Океан продолжал радовать: ветры, казалось, все попрятались за горизонтом, унеся с собою и весь небесный мусор. Небо было чистое и по утрам пронзительно голубело, но лишь солнце отрывалось от воды и начинало свое стремительное восхождение в зенит, небесные краски на глазах выцветали, а вода, вбирая в себя солнечные лучи, становилась тревожной и словно бы начинала светиться изнутри. Дни становились похожими один на другой, и страшно было слушать эту непривычную тишину вечно двигающейся, переливающейся, как будто бы из ладони в ладонь, воды.
«Гангут» сам по себе нагонял на себя ветер, который свистел в фалах, сам нагонял волны, врезаясь в их толщу, и сам же обрушивал их, оставляя за кормой зеленовато-белый след, сам же шумел своими машинами, работавшими в экономическом режиме, и сам же гасил эти шумы, словом, все делал сам, и если бы он на мгновение замер, даже не поверилось бы, что в мире могла наступить звенящая тишина.

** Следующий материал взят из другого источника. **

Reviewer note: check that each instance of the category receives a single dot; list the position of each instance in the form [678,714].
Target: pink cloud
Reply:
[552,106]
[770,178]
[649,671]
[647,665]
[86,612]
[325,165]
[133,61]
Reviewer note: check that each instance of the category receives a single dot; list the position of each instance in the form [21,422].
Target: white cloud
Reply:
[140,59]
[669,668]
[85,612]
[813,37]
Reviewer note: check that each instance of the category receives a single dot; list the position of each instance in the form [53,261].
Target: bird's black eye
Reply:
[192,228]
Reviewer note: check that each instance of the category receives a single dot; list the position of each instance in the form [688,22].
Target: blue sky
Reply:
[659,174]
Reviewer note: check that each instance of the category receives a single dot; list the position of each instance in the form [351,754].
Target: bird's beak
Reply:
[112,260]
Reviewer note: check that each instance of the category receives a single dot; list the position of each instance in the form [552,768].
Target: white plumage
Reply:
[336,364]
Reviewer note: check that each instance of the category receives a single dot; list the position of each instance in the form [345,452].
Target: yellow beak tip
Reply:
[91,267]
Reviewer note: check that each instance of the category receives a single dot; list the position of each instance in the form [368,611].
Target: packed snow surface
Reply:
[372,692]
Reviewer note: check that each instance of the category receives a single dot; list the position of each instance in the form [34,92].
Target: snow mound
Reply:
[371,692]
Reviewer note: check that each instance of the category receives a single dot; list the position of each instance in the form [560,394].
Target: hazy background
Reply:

Ковалев спускался к себе после полуночи, позволяя расслабиться часа на три-четыре, потом долго умывался, брился, только после этого поднимался на мостик и просил вестового принести стакан чаю покрепче. Порядок этот установился как бы сам собою, и он не хотел его менять, да и зачем было менять то, что так хорошо соответствовало его душевному настрою. Он чувствовал себя спокойно только на мостике, и думалось тут лучше.